Objective: The purpose of this review was to examine the treatment effect of physical exercise on depressive symptoms for adolescents aged 13 to 17 years.
Method: A systematic search of 7 electronic databases identified relevant randomized controlled trials. Following removal of duplicates, 543 texts were screened for eligibility. Screening, data extraction, and trial methodological quality assessment (using the Delphi list) were undertaken by 2 independent researchers. Standardized mean differences were used for pooling postintervention depressive symptom scores.

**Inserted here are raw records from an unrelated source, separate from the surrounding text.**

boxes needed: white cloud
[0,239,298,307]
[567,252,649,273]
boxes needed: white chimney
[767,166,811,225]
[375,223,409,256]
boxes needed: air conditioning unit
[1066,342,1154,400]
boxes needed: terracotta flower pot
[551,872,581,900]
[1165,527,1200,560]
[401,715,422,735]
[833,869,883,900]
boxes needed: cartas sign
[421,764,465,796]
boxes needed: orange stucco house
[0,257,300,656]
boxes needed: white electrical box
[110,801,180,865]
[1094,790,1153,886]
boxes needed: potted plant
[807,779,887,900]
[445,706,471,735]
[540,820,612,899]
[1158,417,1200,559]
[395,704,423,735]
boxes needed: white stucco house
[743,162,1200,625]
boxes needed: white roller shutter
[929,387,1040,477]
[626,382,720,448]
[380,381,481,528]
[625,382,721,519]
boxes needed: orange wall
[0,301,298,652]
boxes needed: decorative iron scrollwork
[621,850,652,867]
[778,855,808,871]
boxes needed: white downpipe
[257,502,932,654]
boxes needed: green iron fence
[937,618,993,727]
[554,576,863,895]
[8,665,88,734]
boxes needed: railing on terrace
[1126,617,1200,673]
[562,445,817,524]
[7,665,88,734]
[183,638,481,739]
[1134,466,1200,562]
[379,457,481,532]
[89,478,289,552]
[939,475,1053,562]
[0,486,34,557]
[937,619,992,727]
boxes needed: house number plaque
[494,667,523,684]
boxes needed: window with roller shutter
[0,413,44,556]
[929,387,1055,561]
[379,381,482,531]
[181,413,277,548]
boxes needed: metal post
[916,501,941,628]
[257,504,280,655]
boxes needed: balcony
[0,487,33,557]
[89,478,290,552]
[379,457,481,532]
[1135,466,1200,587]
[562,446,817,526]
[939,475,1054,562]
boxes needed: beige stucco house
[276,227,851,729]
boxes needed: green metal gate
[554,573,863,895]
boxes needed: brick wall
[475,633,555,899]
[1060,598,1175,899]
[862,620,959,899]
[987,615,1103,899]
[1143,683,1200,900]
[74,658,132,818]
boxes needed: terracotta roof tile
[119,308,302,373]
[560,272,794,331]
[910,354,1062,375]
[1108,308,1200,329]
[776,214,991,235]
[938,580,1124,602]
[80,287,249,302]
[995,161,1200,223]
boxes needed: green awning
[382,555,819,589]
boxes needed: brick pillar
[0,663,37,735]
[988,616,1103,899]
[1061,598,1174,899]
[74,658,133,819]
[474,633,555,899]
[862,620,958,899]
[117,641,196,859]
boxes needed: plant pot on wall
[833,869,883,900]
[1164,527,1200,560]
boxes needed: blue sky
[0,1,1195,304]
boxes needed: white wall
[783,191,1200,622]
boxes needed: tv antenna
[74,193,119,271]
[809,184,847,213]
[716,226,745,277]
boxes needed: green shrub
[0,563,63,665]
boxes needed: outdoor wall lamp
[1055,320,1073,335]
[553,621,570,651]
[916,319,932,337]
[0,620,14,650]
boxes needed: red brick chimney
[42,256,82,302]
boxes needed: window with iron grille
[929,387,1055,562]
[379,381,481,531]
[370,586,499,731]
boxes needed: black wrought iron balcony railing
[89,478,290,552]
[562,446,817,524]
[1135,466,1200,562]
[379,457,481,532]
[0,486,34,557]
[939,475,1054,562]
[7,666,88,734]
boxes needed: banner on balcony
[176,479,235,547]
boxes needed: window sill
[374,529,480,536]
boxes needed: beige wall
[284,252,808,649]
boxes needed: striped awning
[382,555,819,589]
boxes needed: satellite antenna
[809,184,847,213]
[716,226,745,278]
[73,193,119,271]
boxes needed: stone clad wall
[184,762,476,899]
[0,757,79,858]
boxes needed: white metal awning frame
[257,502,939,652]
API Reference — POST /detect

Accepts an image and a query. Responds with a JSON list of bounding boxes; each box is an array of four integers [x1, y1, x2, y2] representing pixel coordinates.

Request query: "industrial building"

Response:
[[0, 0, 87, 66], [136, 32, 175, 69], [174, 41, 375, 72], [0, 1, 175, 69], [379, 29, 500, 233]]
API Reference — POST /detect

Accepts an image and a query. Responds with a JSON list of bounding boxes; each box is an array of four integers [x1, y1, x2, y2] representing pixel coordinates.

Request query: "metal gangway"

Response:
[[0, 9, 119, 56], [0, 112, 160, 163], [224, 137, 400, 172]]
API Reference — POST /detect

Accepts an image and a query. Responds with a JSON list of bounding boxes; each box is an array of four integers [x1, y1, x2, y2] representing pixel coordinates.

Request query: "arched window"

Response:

Results: Eleven trials met the inclusion criteria, 8 of which provided the necessary data for calculation of standardized effect size. Exercise showed a statistically significant moderate overall effect on depressive symptom reduction (standardized mean difference [SMD] = -0.48, 95% CI = -0.87, -0.10, p =.01, I-2 = 67%). Among trials with higher methodological scoring, a nonsignificant moderate effect was recorded (SMD = -0.41, 95% CI = -0.86, 0.05, p =.08). In trials with exclusively clinical samples, exercise showed a statistically significant moderate effect on depressive symptoms with lower levels of heterogeneity (SMD = -0.43, 95% CI = -0.84, 0.02, p =.04, I-2 = 44%).
Conclusion: Physical exercise appears to improve depressive symptoms in adolescents, especially in clinical samples in which the moderate antidepressant effect, higher methodological quality, and lowered statistical heterogeneity suggest that exercise may be a useful treatment strategy for depression. Larger trials with clinical samples that adequately minimize the risk of bias are required for firmer conclusions on the effectiveness of exercise as an antidepressant treatment.